A voir l'accueil dédaigneux réservé par les syndicats et les partis de gauche aux concessions apportées hier par Nicolas Sarkozy à sa réforme des retraites, il est permis de s'interroger sur l'impérieuse nécessité qu'il y avait à répondre si vite et si fort aux expressions formulées, la veille, par un gros million de Français. Plus rapide, le chef de l'Etat pouvait difficilement l'être. A faire mouvement avant même que les adversaires de la réforme n'aient fixé la date de la prochaine bataille, le risque était de transformer ce seul choix du 23 septembre en fin de non-recevoir. C'est bien ce qui s'est produit. L'urgence, cependant, n'a pas été un choix, mais une contrainte : il fallait aller vite car l'examen parlementaire du projet est déjà très engagé.

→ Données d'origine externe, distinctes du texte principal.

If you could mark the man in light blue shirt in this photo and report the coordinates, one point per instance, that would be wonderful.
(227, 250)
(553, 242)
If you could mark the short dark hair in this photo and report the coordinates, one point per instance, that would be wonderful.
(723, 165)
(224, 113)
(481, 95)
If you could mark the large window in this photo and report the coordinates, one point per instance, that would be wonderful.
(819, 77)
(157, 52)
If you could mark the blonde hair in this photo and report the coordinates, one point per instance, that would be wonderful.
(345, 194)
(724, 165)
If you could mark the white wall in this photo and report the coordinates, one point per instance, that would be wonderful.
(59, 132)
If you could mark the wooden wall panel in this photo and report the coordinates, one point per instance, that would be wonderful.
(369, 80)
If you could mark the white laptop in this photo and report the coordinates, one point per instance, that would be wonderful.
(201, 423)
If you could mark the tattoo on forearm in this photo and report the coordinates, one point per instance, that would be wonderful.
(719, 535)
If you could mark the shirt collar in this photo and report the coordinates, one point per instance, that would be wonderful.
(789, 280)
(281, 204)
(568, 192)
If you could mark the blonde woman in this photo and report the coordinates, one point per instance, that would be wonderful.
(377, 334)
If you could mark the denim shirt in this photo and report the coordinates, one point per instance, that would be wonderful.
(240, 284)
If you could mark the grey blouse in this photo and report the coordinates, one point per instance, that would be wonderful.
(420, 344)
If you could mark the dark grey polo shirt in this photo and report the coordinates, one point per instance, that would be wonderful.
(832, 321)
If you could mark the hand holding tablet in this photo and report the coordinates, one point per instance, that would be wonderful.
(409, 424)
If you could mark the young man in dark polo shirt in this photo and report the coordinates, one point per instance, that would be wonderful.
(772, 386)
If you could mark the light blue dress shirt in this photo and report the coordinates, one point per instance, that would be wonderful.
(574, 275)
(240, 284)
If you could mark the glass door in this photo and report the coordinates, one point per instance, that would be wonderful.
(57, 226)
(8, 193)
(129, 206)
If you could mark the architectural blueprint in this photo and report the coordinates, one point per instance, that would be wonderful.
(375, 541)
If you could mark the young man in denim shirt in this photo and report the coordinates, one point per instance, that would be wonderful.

L'ampleur des correctifs apportés à la réforme peut surprendre, aussi, puisque celle-ci est loin de couvrir l'intégralité des besoins de financement à venir. A raison d'un demi-milliard d'euros de dépenses annuelles de retraites supplémentaires, la facture des concessions présidentielles est élevée. A fortiori pour des mesures aussi techniques, donc peu lisibles par le grand public, que l'est l'abaissement, de 20 % à 10 %, du taux d'incapacité pour la prise en compte de la pénibilité du travail. Au moins, ces amendements préservent-ils le coeur symbolique et financier de la réforme : le recul des âges de la retraite, celui du droit légal au départ - de 60 à 62 ans -et celui du droit à une retraite sans décote - de 65 à 67 ans.
Le sacrifice opéré par Nicolas Sarkozy n'est pas inutile cependant. Car il ne s'adresse pas aux syndicats, dont l'exécutif n'attend, sur ce dossier, rien d'autre qu'une opposition responsable. Devant une contestation qui, bien plus qu'une simple angoisse face aux années de la vie après soixante ans ou que le douloureux et lancinant refus d'une société vieillissante et sous contrainte, exprime aussi le rejet d'un mode de gouvernance, le chef de l'Etat se devait d'envoyer un signal d'attention, d'écoute et de considération. C'est un message politique adressé à une partie de l'opinion, avec l'espoir qu'elle s'en contentera.
Il le faudra bien car, désormais, toute autre retouche apportée à cette réforme des retraites risquerait, au lieu de les éteindre, de raviver les revendications des opposants, nourrissant, de fil en aiguille, l'espoir d'un détricotage. En 2006, le contrat première embauche avait connu pareil sort. Mais le CPE et Dominique de Villepin qui le portait n'étaient alors guère soutenus par la majorité. Il en va cette fois très différemment.
Raison de plus pour ne plus rien céder.